Aftab, from the weekly Panjareh, quotes an unnamed high-ranking intelligence official, who admits that post-election arrests, especially those of the first round of senior reformists, were planned ahead of the 12 June vote.

The detentions were a preventive measure because Iranian intelligence agencies anticipated major unrest which could get out of control. The official said, "Our law is not appropriate to fight against 'soft war', so we had to take these measures [to save the system]. The fifth statement of Mosharekat party [Mojahedin of Islamic Revolution] clearly speaks of establishing a secular system."

1030 GMT: Rafsanjani Watch. On another front, Mehdi Hashemi, the son of former President Hashemi Rafsanjani, has warned the regime to "stop spreading lies" and to "beware of the time, when I speak out". Hashemi, who is currently in London, has been threatened by the Iranian authorities with prosecution for alleged corruption and misuse of funds during the Presidential election.

0945 GMT: After an extended break, we return today to a series of powerful responses to the regime, all of which make clear that the challenge to legitimacy will not be crushed.

In a separate entry, we have posted the latest statement of Grand Ayatollah Sane'i, criticising the Government for its misuse of Islam in its lies and detentions.
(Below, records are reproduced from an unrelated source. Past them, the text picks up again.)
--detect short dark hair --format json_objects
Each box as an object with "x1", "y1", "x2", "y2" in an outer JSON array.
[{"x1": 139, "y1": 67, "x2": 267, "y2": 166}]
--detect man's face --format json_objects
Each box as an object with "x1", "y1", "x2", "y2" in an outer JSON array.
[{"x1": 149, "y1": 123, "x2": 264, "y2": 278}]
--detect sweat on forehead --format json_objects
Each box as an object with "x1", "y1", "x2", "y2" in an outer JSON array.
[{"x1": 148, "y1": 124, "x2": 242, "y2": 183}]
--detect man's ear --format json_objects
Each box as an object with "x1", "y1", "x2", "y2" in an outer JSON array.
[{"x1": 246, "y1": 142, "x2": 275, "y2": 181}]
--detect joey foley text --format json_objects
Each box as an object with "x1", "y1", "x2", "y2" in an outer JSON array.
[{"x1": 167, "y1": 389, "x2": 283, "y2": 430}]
We also have a second feature: from inside Evin Prison, the detained journalist and filmmaker Mohammad Nourizad has written a letter to the Supreme Leader requesting that he "declare this year the year of national reconciliation and do not fear the reproach". In itself, that is not a direct challenge to the regime --- it acknowledges Khamenei's authority, after all --- however, the letter has special potency because Nourizad's detention was prompted by a previous appeal to the Supreme Leader to recognise the illegitimacies of the election.

Mohsen Armin, member of Parliament and former Vice Speaker, has also launched a spirited criticism of the Government. A senior member of the Mojahedin of Islamic Revolution party, which is now under threat of suspension, Armin denounced lies and threats of prosecution and demanded that the regime address the basic issues of rights and equality.

MP Mohammad Reza Khabbaz has asserted that the inability of the Ahmadinejad Government to make appropriate use of $370 billion oil income is a "catastrophe".